China's foreign minister has warned the Iraq crisis is reaching a critical stage, and says Beijing backs France, Germany, and Russia in opposing a U.N. resolution authorizing war. The foreign minister also urged the United States to talk with North Korea to ease tensions over its nuclear programs.
Chinese Foreign Minister Tang Jiaxuan says he sees "absolutely no need" for a new U.N. resolution on the Iraq issue.
He says U.N. weapons experts have not had time to finish the work that was supposed to be done under a resolution passed a few months ago.
That resolution ordered Iraq to allow U.N. weapons inspectors to verify that Baghdad has gotten rid of banned weapons of mass destruction, or face serious consequences.
Washington is pressing for a new U.N. resolution that would authorize military action against Iraq for hiding banned weapons and lying about disarmament.
But China says it backs a statement by France, Russia, and Germany that they would block any new U.N. resolution authorizing military force against Iraq.

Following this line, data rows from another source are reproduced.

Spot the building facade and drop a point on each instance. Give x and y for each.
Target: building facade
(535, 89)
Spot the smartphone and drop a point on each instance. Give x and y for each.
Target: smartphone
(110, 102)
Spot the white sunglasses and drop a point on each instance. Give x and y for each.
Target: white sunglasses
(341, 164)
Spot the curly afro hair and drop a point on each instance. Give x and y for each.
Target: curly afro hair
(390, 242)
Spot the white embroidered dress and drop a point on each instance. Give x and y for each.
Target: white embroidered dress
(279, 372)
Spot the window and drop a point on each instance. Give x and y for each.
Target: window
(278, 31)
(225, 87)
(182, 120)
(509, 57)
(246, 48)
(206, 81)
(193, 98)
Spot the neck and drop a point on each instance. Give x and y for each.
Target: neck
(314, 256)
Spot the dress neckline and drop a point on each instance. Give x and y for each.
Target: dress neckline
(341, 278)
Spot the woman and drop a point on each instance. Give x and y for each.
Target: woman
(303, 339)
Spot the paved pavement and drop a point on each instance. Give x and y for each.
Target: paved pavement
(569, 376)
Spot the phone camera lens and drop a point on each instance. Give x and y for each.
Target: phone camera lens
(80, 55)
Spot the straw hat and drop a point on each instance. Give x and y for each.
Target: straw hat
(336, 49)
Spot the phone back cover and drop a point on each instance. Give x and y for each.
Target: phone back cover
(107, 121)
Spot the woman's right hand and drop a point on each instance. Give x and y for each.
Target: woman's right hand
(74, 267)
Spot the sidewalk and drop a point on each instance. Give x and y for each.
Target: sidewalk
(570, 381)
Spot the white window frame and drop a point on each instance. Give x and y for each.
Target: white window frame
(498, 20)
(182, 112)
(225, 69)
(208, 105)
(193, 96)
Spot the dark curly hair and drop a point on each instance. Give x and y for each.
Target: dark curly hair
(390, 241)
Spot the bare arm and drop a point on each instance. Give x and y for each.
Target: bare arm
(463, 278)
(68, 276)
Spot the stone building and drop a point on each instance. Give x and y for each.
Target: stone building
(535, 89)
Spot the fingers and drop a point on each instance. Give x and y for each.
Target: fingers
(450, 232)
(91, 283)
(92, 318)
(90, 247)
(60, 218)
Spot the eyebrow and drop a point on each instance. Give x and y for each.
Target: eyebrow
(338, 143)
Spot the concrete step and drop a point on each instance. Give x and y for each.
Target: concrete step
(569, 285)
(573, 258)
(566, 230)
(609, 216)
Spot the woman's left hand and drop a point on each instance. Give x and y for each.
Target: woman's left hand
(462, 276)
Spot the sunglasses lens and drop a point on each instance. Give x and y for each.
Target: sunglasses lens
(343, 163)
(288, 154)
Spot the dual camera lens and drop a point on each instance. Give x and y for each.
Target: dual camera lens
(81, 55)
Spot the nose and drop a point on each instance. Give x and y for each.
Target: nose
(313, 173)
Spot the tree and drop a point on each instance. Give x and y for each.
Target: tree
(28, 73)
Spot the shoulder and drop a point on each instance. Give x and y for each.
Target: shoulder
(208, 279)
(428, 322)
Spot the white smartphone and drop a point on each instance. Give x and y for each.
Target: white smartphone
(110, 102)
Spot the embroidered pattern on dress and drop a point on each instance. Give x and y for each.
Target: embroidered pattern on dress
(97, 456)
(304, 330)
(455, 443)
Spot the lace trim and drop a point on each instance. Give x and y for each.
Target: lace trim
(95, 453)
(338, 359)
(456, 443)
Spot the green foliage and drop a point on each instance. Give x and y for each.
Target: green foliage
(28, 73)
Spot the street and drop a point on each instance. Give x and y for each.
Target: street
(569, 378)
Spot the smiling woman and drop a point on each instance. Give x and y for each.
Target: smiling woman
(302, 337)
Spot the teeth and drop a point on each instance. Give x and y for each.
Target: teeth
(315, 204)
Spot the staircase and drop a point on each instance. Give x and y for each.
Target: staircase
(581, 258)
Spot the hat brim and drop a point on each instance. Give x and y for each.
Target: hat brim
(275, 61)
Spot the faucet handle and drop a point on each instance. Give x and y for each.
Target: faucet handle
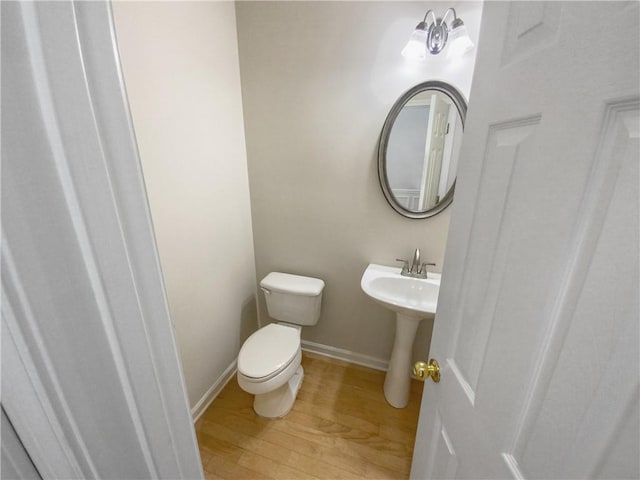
(405, 265)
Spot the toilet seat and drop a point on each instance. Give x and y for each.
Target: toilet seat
(268, 352)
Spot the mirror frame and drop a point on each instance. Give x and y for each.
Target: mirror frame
(460, 103)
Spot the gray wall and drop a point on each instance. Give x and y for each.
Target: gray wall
(318, 79)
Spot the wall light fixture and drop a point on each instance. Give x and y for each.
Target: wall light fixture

France, Russia, and China all could veto resolutions in the Security Council. Mr. Tang says it is too early to say if Beijing would use its veto power.

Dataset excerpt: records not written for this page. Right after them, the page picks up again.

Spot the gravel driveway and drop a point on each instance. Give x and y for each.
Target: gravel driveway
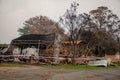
(40, 73)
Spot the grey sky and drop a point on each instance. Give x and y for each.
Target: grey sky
(13, 13)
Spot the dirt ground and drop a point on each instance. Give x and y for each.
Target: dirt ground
(39, 73)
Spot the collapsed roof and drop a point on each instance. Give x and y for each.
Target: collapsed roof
(34, 39)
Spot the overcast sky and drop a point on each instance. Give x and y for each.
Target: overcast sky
(13, 13)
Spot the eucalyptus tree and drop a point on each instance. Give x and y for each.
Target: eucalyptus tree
(73, 23)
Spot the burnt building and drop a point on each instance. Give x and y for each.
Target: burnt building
(40, 42)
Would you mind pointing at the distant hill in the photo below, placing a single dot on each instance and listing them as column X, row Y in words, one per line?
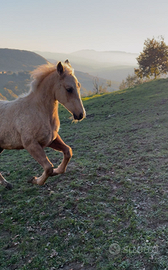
column 110, row 65
column 18, row 60
column 15, row 66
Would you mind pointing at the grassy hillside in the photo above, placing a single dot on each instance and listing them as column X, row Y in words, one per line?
column 110, row 210
column 19, row 60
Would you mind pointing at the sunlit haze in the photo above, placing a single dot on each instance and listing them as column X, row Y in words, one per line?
column 68, row 26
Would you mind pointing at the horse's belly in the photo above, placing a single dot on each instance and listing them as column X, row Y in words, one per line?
column 10, row 141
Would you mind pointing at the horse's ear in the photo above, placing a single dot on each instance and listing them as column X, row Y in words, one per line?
column 67, row 62
column 60, row 68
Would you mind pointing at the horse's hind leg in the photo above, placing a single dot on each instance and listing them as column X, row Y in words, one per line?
column 3, row 182
column 59, row 145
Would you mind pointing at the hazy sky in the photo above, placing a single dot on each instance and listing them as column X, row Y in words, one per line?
column 71, row 25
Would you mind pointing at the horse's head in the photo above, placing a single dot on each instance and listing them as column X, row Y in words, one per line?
column 68, row 93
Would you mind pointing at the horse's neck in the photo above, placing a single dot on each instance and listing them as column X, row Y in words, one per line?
column 44, row 96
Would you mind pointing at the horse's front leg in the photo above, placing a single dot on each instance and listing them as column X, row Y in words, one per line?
column 59, row 145
column 3, row 181
column 37, row 152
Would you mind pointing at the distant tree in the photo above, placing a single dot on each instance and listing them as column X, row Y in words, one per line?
column 153, row 61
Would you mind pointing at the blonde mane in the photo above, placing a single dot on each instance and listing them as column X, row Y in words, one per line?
column 43, row 71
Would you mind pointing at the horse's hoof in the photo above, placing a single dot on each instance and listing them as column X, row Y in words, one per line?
column 8, row 186
column 30, row 181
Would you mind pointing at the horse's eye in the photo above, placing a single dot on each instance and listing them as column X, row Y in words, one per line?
column 69, row 90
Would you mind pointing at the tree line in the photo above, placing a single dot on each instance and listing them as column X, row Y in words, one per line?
column 152, row 62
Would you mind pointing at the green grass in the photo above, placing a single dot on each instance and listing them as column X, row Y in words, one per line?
column 110, row 209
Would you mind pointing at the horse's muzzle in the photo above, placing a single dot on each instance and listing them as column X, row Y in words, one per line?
column 79, row 117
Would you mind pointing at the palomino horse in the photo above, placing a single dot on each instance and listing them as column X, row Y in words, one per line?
column 31, row 122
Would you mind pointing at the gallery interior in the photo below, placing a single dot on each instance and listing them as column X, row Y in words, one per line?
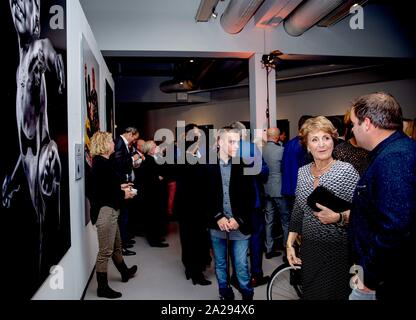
column 153, row 63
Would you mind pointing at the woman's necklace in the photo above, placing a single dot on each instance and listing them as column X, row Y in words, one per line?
column 321, row 171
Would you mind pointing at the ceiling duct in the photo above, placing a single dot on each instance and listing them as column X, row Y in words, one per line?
column 238, row 13
column 273, row 12
column 174, row 85
column 309, row 14
column 205, row 10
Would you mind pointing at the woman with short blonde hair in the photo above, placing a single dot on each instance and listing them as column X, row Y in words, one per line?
column 324, row 245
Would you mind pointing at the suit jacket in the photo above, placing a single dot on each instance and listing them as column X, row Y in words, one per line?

In a news conference during China's annual two-week legislative session, Mr. Tang also urged the United States and North Korea to begin direct talks to defuse their escalating dispute. Mr. Tang says China opposes using sanctions to push North Korea to give up illegal nuclear programs.

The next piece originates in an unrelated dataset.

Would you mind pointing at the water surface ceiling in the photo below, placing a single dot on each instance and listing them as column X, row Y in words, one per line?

Washington accuses Pyongyang of breaking international agreements by having a secret program to develop nuclear weapons. Mr. Tang repeated China's long-standing view that the issue must be settled peacefully, and that there must be no nuclear weapons on the Korean Peninsula.
China is Pyongyang's closest ally, supplying the impoverished nation with much of its fuel and food imports. The United States has repeatedly asked Beijing to push North Korea to comply with its international treaties, but Beijing has resisted.